If the number of properties at or below the magic number is 10% or more than the number of residences in your town, then CONGRATULATIONS! You have met the state standard for having sufficient affordable housing to meet the needs of your community.

Now, Progressive Charlestown discovered that neither Tom Gentz nor Ruth Platner had actually counted the number of properties that would be magically transformed into affordable housing under their plan. We know this because we did count, and when my colleague Tom Ferrio told them, at a recent Planning Commission, the number was over 900, Gentz almost wet himself for joy and Platner kind of harrumped and said that was good to know.

Yep, there are more than 900 Charlestown properties assessed at less than $216,273. Thus, under the Platner-Gentz Affordable Housing Deconstruction Act, Charlestown would need to do NOTHING. Nada. Zilch. We need do nothing for the needs of future Charlestown residents and we need to do nothing for those people who live in the 900+ properties.

But does Charlestown really have adequate affordable housing? If you ask the sons and daughters of Charlestown’s families who want to get married and start a family and live in Charlestown, the answer is no. If you ask many town employees and volunteer firefighters who would like to live in town, the answer is no. If you ask older people who want to retire and downsize to an affordable home in Charlestown, the answer is no.

If you look in the real estate listings, the answer is also no.

Charlestown' only almost affordable rental -
on the market for $950 a month for this trailer
I checked Zillow.com just a couple of days ago and found there are exactly two rental properties on the market in Charlestown. One is a trailer home and the monthly rent is $950. The other is a house on Narrow Lane and the monthly rent is $1,995.

I checked RealtyTrac.com, the best site to follow distressed properties. RealtyTrac is showing 112 properties up for sale. Of those 112 properties, only 19 are priced at less than $216,273 and nearly all of them are condos or trailers.

There are an additional 12 bank-owned properties. Of those 12, 10 are priced at less than $216,273.

For sale: bank-owned, $164, 900
Charlestown needed affordable rental properties. Even when the rare sale of a property priced at less than $216,000 comes up, it is difficult for people with 80% of median income or less to buy them. Before the housing crash, anyone who was still breathing could get a loan, regardless of income, down-payment or collateral.

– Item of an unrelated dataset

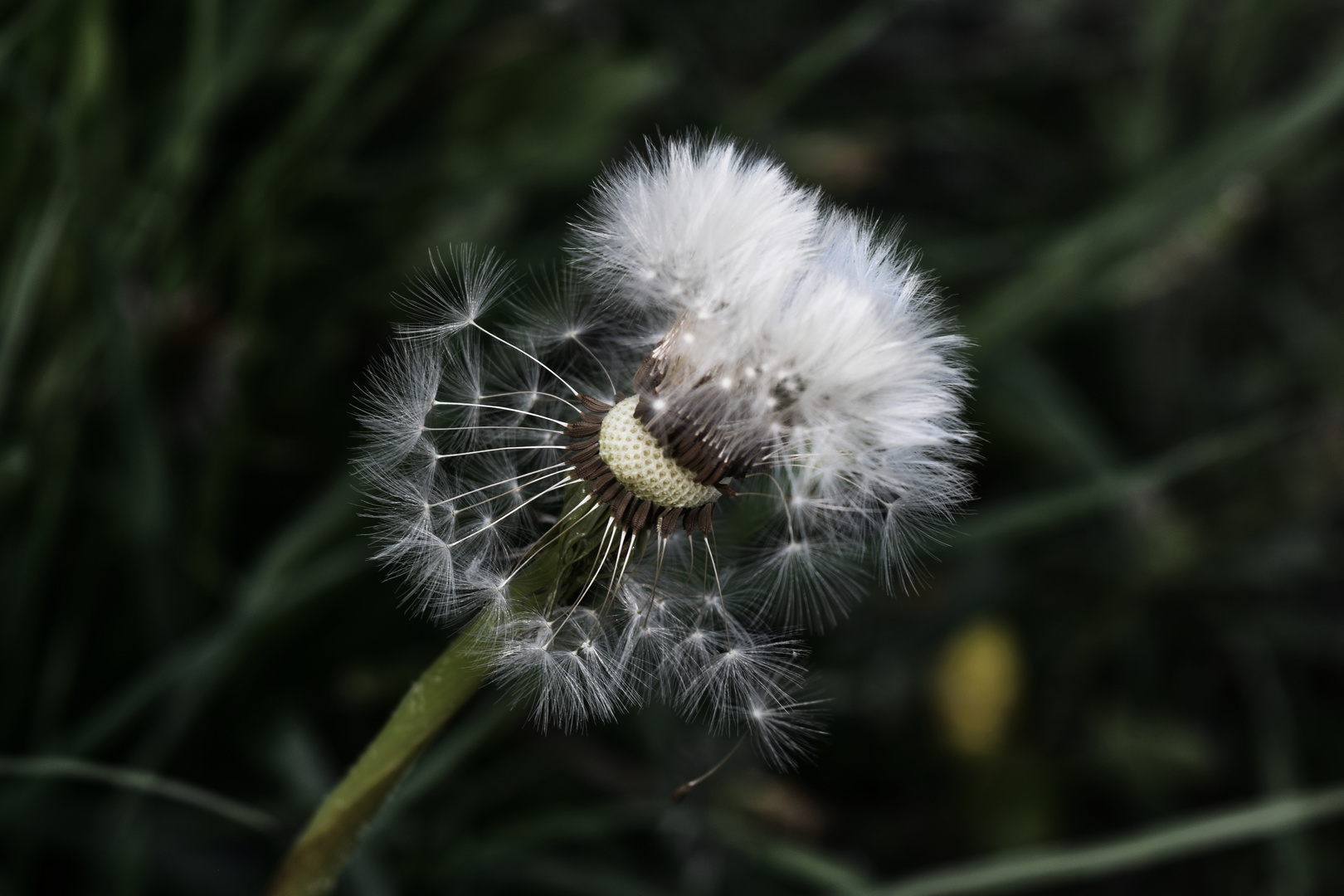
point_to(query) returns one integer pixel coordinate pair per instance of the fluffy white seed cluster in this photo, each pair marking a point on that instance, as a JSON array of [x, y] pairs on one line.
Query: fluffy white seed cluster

Now the pendulum has swung in the opposite direction. Lenders are not lending and when they are, they want high down payments, good steady income and a terrific credit score. These are all hard to come by.

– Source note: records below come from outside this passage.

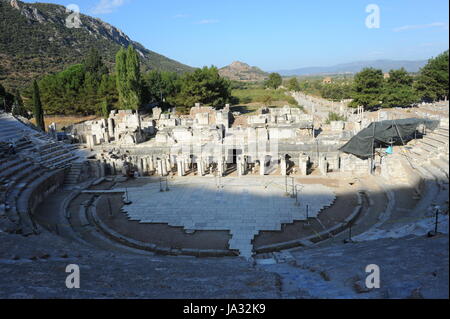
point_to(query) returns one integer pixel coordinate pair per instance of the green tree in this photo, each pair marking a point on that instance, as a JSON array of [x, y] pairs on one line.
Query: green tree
[[160, 86], [274, 81], [293, 85], [128, 77], [18, 107], [204, 86], [368, 88], [432, 82], [267, 100], [93, 64], [398, 90], [105, 108], [38, 110]]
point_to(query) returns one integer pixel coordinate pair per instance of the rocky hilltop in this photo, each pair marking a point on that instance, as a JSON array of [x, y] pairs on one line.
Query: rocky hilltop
[[35, 39], [240, 71]]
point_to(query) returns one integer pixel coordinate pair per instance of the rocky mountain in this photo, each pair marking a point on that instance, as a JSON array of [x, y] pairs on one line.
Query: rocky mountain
[[36, 39], [240, 71], [355, 67]]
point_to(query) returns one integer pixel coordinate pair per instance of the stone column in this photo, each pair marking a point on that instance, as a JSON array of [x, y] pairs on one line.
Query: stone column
[[111, 127], [323, 166], [220, 166], [159, 167], [200, 167], [283, 166], [90, 141], [151, 164], [168, 163], [262, 166], [140, 166], [303, 167], [180, 168], [239, 166]]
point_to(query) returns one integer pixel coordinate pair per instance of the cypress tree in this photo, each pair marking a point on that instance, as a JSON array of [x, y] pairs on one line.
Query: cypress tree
[[128, 77], [121, 77], [133, 78], [38, 111]]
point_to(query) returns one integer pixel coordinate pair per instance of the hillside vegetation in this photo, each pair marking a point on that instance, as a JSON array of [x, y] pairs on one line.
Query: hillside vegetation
[[34, 40]]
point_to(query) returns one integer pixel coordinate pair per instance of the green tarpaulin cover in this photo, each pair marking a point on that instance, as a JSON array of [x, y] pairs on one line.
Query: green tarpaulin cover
[[362, 144]]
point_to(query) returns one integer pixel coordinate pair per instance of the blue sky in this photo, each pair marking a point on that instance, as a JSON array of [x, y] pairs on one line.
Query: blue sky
[[275, 35]]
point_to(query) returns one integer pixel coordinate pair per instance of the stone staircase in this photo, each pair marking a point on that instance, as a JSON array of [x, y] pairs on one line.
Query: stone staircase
[[20, 175], [73, 175], [430, 156], [40, 147]]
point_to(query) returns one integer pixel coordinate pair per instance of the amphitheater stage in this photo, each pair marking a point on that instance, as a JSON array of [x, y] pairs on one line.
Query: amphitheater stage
[[230, 213]]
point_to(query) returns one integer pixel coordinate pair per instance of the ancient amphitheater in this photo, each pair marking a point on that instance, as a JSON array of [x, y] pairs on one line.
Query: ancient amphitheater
[[219, 204]]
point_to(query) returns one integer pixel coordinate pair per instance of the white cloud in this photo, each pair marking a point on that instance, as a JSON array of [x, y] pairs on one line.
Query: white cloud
[[107, 6], [208, 21], [422, 26], [180, 16]]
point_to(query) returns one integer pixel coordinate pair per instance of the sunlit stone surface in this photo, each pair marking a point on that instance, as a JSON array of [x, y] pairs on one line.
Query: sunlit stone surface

Sellers know this too. Homeowners who want to sell find they can’t get their price, and even when they chop the price as far as they can, the properties still just sit there for lack of qualified buyers. But note, like most things, the normal rules don't apply to the multi-million properties. Those sales are doing fine.

Though the Platner-Gentz Affordable Housing Deconstruction Act is a peachy idea for the 1% who lead the CCA, it will further stagnant the Charlestown housing market. A stagnant market stunts housing prices – after all, you have to sell sometime, and if the property won’t move, you’re going to cut the price some more.

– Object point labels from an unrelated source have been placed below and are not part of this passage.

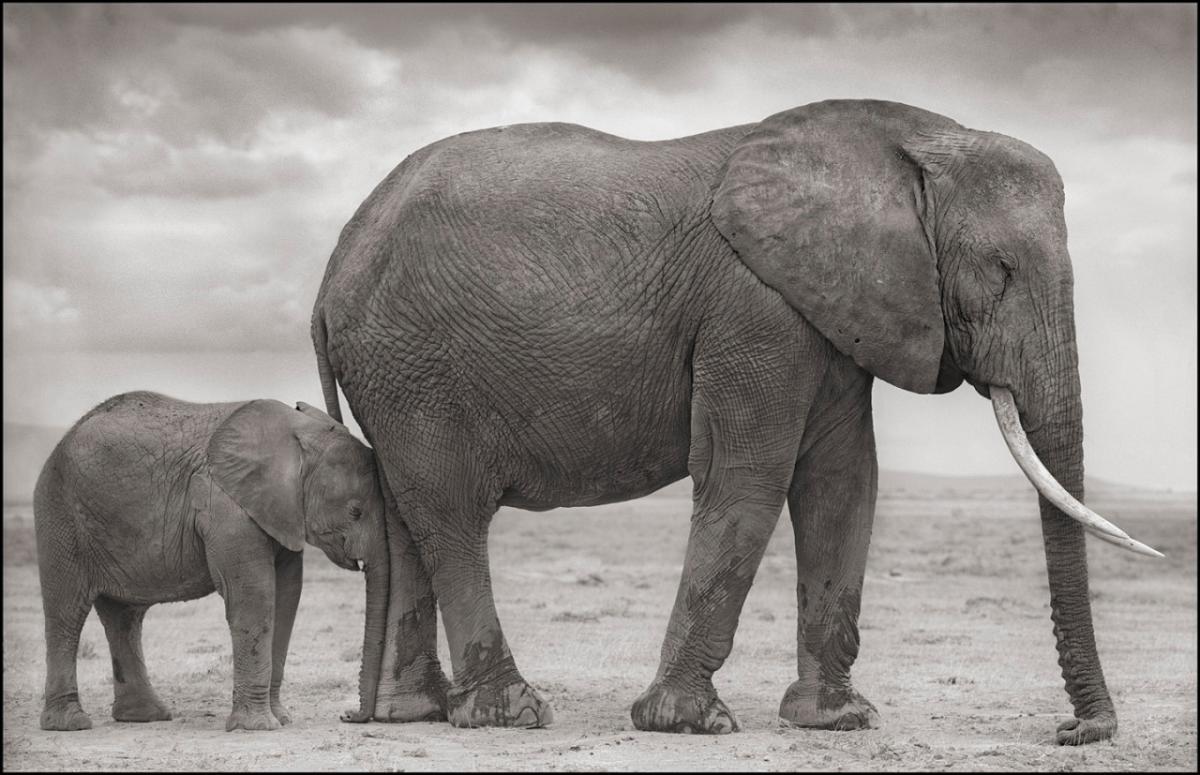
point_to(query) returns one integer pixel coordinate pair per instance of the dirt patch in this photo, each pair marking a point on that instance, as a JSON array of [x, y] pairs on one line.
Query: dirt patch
[[957, 653]]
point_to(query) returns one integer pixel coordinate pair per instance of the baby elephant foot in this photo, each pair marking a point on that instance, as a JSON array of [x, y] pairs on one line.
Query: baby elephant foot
[[1084, 731], [420, 695], [252, 720], [65, 716], [403, 709], [840, 709], [139, 709], [665, 708], [511, 704], [281, 713]]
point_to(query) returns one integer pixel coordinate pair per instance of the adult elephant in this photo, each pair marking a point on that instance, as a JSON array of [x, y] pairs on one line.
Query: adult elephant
[[546, 316]]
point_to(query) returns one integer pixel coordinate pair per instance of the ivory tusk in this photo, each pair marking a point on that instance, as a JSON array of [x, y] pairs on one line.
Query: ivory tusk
[[1044, 482]]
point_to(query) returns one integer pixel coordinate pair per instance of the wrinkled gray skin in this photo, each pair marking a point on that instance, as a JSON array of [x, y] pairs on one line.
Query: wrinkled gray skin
[[546, 316], [149, 499]]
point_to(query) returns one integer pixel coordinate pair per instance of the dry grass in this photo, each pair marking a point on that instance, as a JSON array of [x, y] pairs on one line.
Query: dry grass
[[957, 653]]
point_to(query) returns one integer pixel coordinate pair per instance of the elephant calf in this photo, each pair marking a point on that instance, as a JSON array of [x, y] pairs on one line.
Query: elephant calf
[[150, 499]]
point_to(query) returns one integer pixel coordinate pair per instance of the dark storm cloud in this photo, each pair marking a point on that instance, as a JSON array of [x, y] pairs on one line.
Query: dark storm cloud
[[149, 166], [93, 67], [1145, 53]]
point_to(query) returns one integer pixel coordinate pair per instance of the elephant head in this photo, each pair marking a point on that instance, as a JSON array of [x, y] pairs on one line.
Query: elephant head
[[303, 476], [933, 253]]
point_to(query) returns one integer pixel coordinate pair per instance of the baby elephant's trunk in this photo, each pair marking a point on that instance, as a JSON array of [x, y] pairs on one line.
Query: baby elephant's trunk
[[378, 580]]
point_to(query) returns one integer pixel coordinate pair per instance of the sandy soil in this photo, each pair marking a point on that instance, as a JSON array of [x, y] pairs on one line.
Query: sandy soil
[[957, 652]]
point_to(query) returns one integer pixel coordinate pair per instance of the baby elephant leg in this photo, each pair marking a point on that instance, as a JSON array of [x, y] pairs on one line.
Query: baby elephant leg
[[288, 580], [243, 568], [66, 610], [133, 698]]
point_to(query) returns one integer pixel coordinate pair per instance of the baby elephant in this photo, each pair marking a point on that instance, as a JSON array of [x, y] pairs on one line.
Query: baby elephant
[[150, 499]]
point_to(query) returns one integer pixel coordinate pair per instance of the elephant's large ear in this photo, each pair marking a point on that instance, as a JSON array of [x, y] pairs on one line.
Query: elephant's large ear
[[255, 456], [825, 206]]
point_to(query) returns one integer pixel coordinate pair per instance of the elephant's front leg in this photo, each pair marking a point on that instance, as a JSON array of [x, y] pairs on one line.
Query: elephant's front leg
[[412, 684], [741, 467], [243, 568], [448, 522], [288, 582], [832, 502]]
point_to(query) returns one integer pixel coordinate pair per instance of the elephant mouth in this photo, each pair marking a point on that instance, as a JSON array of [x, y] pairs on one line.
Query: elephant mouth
[[1009, 421], [349, 564]]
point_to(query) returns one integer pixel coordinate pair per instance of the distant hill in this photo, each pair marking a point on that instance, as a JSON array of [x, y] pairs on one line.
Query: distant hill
[[25, 449], [27, 446]]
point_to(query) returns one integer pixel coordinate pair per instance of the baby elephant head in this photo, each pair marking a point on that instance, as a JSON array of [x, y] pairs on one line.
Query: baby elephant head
[[303, 476]]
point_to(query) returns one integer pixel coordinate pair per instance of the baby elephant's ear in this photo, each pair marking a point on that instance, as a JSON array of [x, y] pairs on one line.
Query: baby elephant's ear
[[315, 413], [255, 457]]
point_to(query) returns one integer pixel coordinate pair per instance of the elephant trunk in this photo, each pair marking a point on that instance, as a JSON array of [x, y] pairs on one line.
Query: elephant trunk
[[1051, 415], [378, 572]]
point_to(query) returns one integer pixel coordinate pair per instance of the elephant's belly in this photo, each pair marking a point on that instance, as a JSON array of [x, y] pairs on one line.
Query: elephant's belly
[[598, 448], [138, 562]]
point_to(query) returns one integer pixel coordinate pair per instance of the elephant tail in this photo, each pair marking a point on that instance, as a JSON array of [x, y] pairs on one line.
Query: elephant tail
[[328, 382]]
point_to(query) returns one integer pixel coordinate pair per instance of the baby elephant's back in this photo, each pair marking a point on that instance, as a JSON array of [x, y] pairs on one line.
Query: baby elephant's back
[[125, 467]]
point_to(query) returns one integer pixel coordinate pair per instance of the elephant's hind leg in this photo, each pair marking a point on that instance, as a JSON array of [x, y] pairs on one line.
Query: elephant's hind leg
[[832, 502], [412, 683], [66, 602], [66, 610], [133, 698]]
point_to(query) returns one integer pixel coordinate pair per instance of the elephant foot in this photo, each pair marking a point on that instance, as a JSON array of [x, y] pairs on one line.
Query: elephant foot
[[65, 716], [139, 708], [252, 720], [839, 709], [281, 713], [665, 708], [513, 704], [1084, 731], [419, 695]]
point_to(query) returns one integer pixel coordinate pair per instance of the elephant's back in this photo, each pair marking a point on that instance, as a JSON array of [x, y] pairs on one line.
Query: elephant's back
[[136, 449], [547, 208]]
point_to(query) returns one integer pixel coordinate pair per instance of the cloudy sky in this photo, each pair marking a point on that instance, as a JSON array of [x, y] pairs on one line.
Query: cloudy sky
[[175, 176]]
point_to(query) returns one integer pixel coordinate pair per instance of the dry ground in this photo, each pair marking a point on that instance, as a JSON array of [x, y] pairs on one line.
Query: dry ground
[[957, 652]]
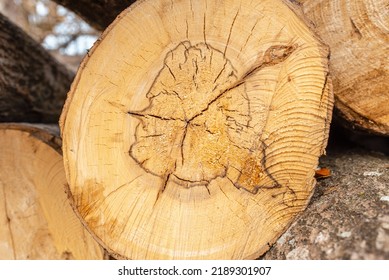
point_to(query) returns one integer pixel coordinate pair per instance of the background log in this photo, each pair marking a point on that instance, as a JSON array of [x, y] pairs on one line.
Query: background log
[[36, 219], [357, 34], [348, 217], [33, 85]]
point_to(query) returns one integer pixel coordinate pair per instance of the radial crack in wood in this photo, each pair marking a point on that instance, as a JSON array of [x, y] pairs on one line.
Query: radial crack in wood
[[37, 221], [194, 128]]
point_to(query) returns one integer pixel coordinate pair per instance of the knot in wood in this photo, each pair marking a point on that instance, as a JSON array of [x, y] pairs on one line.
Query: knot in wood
[[191, 131]]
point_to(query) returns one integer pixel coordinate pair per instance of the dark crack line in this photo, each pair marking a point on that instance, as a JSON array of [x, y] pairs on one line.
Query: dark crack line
[[229, 35], [196, 183], [216, 99], [170, 70], [140, 114], [204, 33], [288, 51], [9, 224], [182, 143]]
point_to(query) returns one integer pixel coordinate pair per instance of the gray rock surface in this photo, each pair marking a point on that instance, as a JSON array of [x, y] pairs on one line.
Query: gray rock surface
[[348, 216]]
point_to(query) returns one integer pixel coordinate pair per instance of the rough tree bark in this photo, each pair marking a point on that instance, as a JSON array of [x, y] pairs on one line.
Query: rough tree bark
[[98, 13], [33, 85], [194, 131], [357, 33], [36, 219]]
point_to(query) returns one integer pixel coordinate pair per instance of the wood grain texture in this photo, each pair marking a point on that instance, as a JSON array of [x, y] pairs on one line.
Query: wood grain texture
[[193, 129], [357, 32], [37, 221]]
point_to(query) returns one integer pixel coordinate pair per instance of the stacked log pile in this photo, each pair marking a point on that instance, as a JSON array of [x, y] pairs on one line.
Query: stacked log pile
[[192, 130]]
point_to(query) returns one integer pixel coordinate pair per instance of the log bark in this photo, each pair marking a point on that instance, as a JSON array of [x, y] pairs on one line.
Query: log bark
[[33, 85], [36, 219], [357, 33], [348, 217], [194, 132], [98, 13]]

As these prices drop, so do our property values. Then our tax base shrinks, forcing the tax rate to up.

And the Platner-Gentz scheme’s catastrophic effects are not limited to Charlestown (even though that’s all they care about). Every city and town in Rhode Island can do the same arithmetic as Charlestown – just count up your properties that are assessed belong the threshold – and they will also find they are at or above 10% affordability.

And that’s the harsh reality that make the Platner-Gentz proposal unlikely to even get a hearing, never mind being enacted.

While the CCA does a victory lap after their success at the November Town Council meeting in getting three anti-affordable housing members added to the town’s Affordable Housing Commission, in the end, what good have they done for anyone? Except their own selfish few, of course.